Linux Kernel Arm64 Runtime Services Preemption Vulnerability

A vulnerability in the Linux kernel's handling of EFI runtime services on arm64 architecture has been identified. This issue arises from a real-time kernel version that improperly allows sleeping functions to be called from contexts where they are not permitted. The problem is linked to a recently introduced spinlock that was not correctly managed, leading to potential preemption issues.
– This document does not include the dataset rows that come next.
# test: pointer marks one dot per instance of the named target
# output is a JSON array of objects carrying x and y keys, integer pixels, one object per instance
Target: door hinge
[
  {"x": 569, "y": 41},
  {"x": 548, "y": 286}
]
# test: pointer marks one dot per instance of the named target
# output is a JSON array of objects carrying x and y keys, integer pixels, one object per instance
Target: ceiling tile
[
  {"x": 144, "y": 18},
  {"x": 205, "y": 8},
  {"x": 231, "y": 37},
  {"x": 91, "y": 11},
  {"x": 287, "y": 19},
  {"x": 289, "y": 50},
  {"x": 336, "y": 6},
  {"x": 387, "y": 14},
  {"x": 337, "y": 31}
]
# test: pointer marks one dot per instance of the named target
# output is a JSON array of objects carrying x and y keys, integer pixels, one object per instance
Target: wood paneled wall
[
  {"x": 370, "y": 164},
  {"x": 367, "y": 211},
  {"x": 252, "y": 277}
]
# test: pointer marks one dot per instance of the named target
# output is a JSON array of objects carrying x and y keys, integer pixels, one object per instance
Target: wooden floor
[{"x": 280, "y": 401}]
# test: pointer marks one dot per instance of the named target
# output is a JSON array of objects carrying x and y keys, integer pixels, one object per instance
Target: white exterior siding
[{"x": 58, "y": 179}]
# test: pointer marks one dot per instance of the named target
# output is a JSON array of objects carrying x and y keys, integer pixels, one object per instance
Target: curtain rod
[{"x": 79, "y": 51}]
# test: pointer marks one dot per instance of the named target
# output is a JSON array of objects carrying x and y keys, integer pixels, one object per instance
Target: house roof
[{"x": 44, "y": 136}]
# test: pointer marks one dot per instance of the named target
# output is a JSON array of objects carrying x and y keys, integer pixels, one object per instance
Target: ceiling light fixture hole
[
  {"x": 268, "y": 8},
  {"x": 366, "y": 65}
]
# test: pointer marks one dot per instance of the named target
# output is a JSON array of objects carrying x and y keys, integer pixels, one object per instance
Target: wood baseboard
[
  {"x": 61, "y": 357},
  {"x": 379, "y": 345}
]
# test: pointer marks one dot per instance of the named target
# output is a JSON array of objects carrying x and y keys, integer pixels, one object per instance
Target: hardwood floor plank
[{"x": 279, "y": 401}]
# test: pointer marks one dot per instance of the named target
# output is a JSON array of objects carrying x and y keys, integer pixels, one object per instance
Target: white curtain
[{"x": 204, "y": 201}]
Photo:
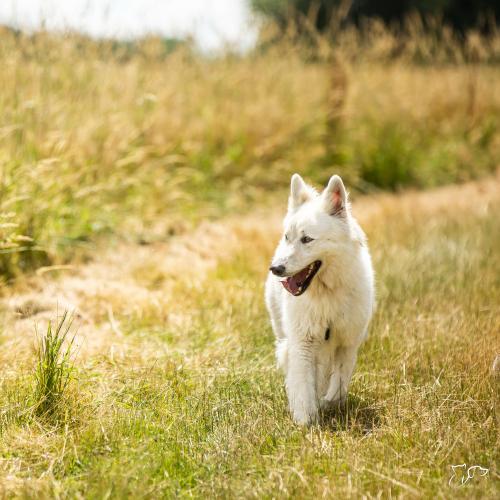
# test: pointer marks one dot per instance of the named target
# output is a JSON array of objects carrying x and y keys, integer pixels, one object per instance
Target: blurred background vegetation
[{"x": 140, "y": 140}]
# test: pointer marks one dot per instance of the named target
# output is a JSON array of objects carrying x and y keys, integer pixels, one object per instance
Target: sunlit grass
[{"x": 189, "y": 403}]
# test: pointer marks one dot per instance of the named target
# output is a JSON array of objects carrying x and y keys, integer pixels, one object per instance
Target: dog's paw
[{"x": 332, "y": 404}]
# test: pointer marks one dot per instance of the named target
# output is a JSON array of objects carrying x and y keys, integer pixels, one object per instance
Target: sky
[{"x": 212, "y": 23}]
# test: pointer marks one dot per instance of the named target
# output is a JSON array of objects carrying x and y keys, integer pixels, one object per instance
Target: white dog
[{"x": 320, "y": 296}]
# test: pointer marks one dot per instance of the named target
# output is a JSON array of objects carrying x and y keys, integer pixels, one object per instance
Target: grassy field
[
  {"x": 143, "y": 190},
  {"x": 137, "y": 143},
  {"x": 173, "y": 391}
]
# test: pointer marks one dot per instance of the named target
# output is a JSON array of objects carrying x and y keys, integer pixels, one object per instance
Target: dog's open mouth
[{"x": 299, "y": 282}]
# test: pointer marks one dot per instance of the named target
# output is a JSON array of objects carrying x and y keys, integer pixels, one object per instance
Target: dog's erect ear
[
  {"x": 335, "y": 197},
  {"x": 300, "y": 192}
]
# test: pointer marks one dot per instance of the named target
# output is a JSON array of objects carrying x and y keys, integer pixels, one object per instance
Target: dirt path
[{"x": 134, "y": 278}]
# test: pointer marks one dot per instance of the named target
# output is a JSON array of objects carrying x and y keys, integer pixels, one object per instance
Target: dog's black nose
[{"x": 277, "y": 270}]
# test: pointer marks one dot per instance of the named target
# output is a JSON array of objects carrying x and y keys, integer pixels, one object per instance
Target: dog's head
[{"x": 316, "y": 227}]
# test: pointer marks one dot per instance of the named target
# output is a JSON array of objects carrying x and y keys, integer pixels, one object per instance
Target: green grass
[
  {"x": 195, "y": 408},
  {"x": 53, "y": 368}
]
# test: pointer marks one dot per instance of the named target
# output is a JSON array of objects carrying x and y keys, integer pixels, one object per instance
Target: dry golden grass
[
  {"x": 98, "y": 140},
  {"x": 145, "y": 192}
]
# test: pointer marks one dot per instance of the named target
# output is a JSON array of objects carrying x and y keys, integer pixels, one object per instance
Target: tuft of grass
[{"x": 53, "y": 369}]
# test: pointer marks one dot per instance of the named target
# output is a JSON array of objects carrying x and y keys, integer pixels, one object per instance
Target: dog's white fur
[{"x": 340, "y": 297}]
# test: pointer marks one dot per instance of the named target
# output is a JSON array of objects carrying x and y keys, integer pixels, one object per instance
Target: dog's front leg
[{"x": 300, "y": 382}]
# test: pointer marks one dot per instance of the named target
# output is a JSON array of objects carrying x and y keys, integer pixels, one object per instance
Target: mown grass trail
[{"x": 174, "y": 390}]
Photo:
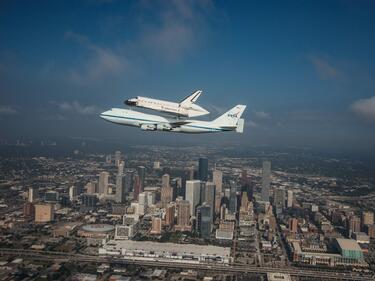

The vulnerability affects Linux kernel versions 6.1 and later, including the real-time variant 6.2.0-rc3-rt1.

Impact

The vulnerability can cause a kernel panic by allowing sleeping functions to be called from invalid contexts, disrupting the normal operation of the kernel's task scheduling and locking mechanisms.

Reproduction

The vulnerability can be reproduced by running a real-time Linux kernel version 6.2.0-rc3-rt1 on an Ampere Altra processor. The issue manifests when the kernel attempts to execute EFI runtime services, which are called with a different set of translation tables and can use SIMD registers. The context switch code does not preserve these registers or translation tables, so EFI calls must be made with preemption disabled. However, the introduced spinlock was not properly configured to prevent preemption, leading to the vulnerability.

Remediation

Users can upgrade to the latest stable version of the Linux kernel, where this vulnerability has been addressed by changing the EFI runtime services lock from a regular spinlock to a raw spinlock, preventing unwanted preemption.